I've been tracking the ratio since 2003. It fluctuates every year; during the 2008 economic problems, it hit a high of around 84. In the last seven years, the lowest the ratio has moved has been about 44; half of this year thus far, we've been below that multi-year low, so we're in uncharted waters now. Silver is making big moves relative to gold, and continues to push the ratio lower.

At the current ratio of 40 and below, I'm considering swapping some silver to gold; if it goes below 20, I may swap it all to gold. Not that I have an awful lot, but it really makes sense to leverage the ratio to produce a real return and increase one's holdings in a real asset.

In other news, last night I had a thought: with all the current irrational fear surrounding nuclear power, I wondered if the nuclear industry had been hard hit, particularly uranium miners. When I went to look, I found that, indeed, some stocks had taken 25% hits or more. I filtered through them and found a few that appeared to be only affected by panic selling and bought a few hundred shares of one company at a 25% discount to their trading price of just a few weeks ago. I think just about any uranium company is a great deal right now, because nuclear energy is not going away any time soon, and the depression in prices is already starting to correct back up. Once Fukushima Daiichi has been completely dealt with, I believe the prices will get back in line with reality; the bargains are available now, but won't be for long. My plan is to let it rise back to a reasonable price, book the profit, and put the money back into agriculture or silver.
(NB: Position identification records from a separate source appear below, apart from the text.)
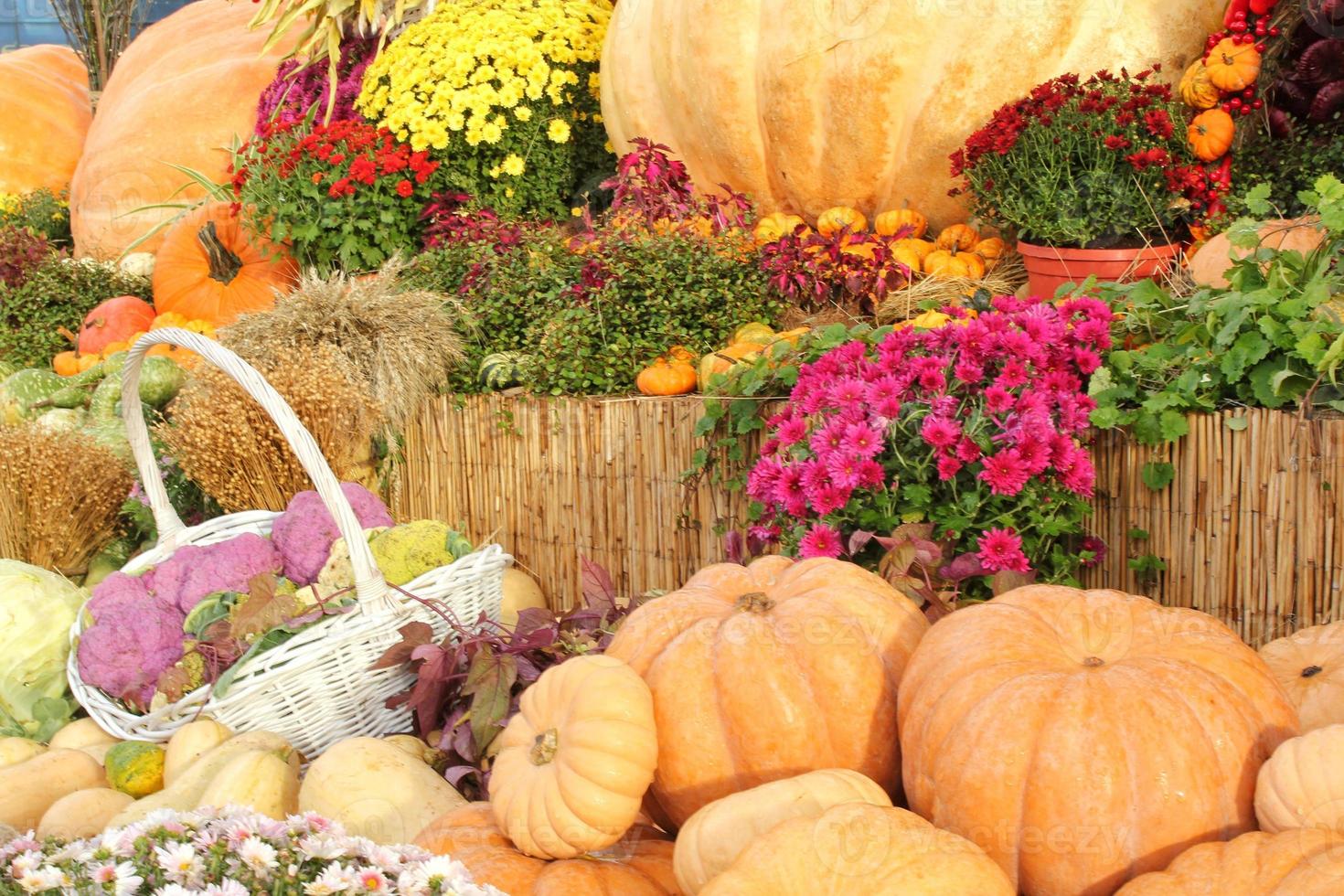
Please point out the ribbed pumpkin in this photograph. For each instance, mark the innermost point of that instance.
(859, 849)
(1309, 664)
(712, 838)
(211, 269)
(1125, 730)
(771, 670)
(183, 91)
(575, 759)
(638, 865)
(1297, 863)
(45, 114)
(806, 105)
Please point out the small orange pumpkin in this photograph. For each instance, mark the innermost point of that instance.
(667, 378)
(834, 220)
(1232, 66)
(1211, 134)
(891, 223)
(211, 269)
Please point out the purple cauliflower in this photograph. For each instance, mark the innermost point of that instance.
(194, 572)
(305, 531)
(133, 638)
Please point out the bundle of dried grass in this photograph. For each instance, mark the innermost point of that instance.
(230, 448)
(405, 343)
(59, 496)
(1004, 280)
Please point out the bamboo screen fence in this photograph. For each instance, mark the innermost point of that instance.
(1252, 528)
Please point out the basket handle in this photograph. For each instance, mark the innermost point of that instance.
(369, 587)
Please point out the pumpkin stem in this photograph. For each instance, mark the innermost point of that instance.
(545, 747)
(223, 263)
(754, 602)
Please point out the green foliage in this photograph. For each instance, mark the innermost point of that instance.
(1270, 338)
(57, 294)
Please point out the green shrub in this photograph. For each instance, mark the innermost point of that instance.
(57, 294)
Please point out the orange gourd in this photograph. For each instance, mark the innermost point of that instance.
(905, 222)
(1296, 863)
(1309, 664)
(45, 114)
(1129, 730)
(185, 89)
(211, 269)
(1232, 66)
(638, 865)
(738, 660)
(1211, 134)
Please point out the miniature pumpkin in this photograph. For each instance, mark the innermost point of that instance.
(1197, 91)
(712, 838)
(114, 321)
(1211, 134)
(1297, 863)
(1232, 66)
(638, 865)
(1163, 712)
(949, 262)
(735, 703)
(905, 222)
(860, 849)
(575, 759)
(1309, 664)
(837, 219)
(211, 269)
(960, 237)
(1303, 784)
(667, 378)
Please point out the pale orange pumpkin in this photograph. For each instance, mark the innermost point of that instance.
(638, 865)
(575, 759)
(211, 269)
(1309, 664)
(1129, 729)
(1232, 66)
(185, 89)
(737, 698)
(1296, 863)
(859, 849)
(45, 114)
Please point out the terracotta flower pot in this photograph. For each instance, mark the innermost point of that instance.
(1050, 268)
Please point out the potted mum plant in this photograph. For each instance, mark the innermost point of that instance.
(1093, 177)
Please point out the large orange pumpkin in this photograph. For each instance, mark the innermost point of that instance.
(182, 93)
(806, 105)
(1086, 736)
(211, 269)
(638, 865)
(45, 114)
(1296, 863)
(1309, 664)
(859, 849)
(771, 670)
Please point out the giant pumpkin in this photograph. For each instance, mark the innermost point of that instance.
(769, 670)
(45, 114)
(1086, 736)
(1296, 863)
(811, 103)
(180, 94)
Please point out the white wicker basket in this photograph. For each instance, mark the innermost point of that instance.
(317, 687)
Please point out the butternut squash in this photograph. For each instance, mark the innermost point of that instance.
(190, 743)
(83, 813)
(265, 781)
(377, 790)
(185, 793)
(28, 789)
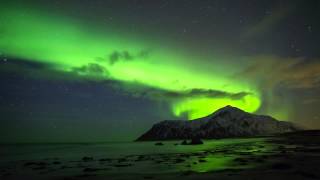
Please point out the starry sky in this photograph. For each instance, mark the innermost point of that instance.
(106, 70)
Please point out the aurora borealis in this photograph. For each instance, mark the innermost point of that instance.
(101, 65)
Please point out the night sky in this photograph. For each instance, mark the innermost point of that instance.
(106, 70)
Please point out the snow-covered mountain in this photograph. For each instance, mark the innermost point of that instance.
(225, 122)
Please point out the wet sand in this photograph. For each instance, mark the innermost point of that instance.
(290, 156)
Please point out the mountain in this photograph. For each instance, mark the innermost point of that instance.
(225, 122)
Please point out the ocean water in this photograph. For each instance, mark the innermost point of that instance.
(131, 157)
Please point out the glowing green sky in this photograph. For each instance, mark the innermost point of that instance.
(67, 44)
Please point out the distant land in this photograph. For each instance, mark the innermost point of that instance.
(226, 122)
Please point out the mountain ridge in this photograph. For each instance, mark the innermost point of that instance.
(225, 122)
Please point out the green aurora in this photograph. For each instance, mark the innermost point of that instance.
(68, 44)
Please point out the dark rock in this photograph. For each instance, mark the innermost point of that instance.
(195, 141)
(93, 169)
(87, 158)
(281, 166)
(123, 165)
(159, 144)
(184, 142)
(179, 160)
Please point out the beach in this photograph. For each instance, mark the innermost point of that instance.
(294, 156)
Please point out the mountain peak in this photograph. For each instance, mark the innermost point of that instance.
(228, 121)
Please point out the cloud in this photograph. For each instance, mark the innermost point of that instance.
(118, 56)
(91, 69)
(291, 73)
(270, 21)
(143, 91)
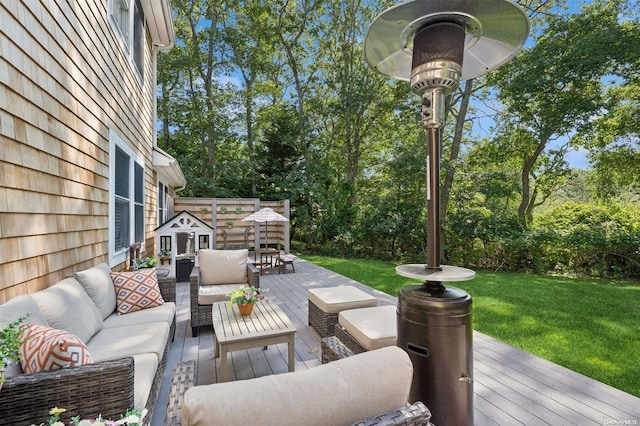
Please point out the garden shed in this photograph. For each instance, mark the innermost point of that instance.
(181, 237)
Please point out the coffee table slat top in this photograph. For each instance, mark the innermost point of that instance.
(267, 319)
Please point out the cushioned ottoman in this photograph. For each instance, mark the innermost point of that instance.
(367, 329)
(326, 303)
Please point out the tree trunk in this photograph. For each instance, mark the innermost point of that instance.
(445, 189)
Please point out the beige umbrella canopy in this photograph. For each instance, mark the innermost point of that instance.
(265, 215)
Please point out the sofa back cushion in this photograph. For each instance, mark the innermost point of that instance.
(223, 266)
(96, 281)
(338, 393)
(66, 306)
(19, 307)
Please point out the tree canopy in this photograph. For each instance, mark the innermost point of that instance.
(274, 100)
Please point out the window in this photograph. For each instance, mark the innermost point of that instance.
(120, 15)
(128, 20)
(126, 199)
(163, 201)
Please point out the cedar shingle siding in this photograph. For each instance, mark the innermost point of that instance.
(65, 81)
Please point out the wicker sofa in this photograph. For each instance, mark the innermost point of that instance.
(218, 273)
(129, 352)
(373, 385)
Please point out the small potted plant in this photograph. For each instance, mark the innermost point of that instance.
(10, 341)
(245, 298)
(164, 256)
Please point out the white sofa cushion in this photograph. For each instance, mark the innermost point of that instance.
(373, 328)
(145, 366)
(66, 306)
(163, 313)
(338, 393)
(335, 299)
(96, 281)
(210, 294)
(120, 342)
(223, 266)
(19, 307)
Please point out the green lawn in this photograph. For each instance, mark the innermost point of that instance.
(590, 326)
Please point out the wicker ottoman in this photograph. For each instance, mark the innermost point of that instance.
(326, 303)
(333, 349)
(366, 329)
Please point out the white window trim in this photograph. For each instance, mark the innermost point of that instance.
(115, 141)
(127, 40)
(162, 218)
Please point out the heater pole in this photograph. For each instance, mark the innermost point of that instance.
(433, 199)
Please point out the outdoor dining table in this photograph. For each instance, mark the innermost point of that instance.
(266, 258)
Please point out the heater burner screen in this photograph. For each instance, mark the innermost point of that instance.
(437, 42)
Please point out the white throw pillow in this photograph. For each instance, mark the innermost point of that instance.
(223, 266)
(98, 285)
(66, 306)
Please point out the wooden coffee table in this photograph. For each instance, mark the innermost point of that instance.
(267, 325)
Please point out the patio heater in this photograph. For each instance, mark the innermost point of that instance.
(434, 44)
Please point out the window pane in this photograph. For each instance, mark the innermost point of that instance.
(204, 242)
(139, 220)
(121, 223)
(122, 174)
(139, 184)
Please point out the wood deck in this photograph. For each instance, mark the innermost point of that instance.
(511, 387)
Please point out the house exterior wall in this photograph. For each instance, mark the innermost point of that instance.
(65, 85)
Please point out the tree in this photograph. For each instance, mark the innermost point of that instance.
(551, 92)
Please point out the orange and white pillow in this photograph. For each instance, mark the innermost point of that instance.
(136, 290)
(44, 348)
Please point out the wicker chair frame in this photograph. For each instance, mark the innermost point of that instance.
(416, 414)
(324, 323)
(202, 314)
(348, 340)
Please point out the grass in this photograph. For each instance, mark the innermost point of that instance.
(587, 325)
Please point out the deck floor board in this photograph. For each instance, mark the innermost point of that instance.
(512, 387)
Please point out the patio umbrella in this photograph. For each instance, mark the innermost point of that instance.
(265, 215)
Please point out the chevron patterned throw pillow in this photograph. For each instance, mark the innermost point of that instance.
(44, 348)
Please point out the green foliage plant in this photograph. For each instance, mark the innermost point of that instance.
(10, 341)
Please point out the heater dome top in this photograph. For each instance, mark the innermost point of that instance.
(495, 31)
Some of the stocks and ETFs that made it through my initial screening process are, in no particular order, Bannerman Resources, Mega Uranium, Paladin Energy, the Market Vectors Uranium+Nuclear Energy ETF, Strathmore Minerals, Uranium One, and the Global X Uranium ETF. I want to stress I have not done due diligence on all of these, therefore I am not recommending any of them. However, if you want to leverage the irrational panic into some Christmas money, you might want to consider jumping on what may be a once-in-a-lifetime opportunity in uranium mining. The real bargains (30% or bigger discounts) were snapped up a day or two ago, but it looks like there are still some good deals out there while the panic is still in the air.

Please do your own due diligence. I have lost money on one stock that I didn't research carefully enough... I was seduced by a high dividend yield, ignored the high level of debt the company held, and it ended up biting me in the butt. For goodness sake, don't buy anything based on the recommendation some guy whose ramblings you read on the internet. He could be a complete loon, or he could be a pump-and-dump scammer. I am definitely not the latter, and I certainly hope I'm not the former.

Disclosure: I am long Paladin Energy, and plan to sell once the bargain hunters outnumber the panic sellers.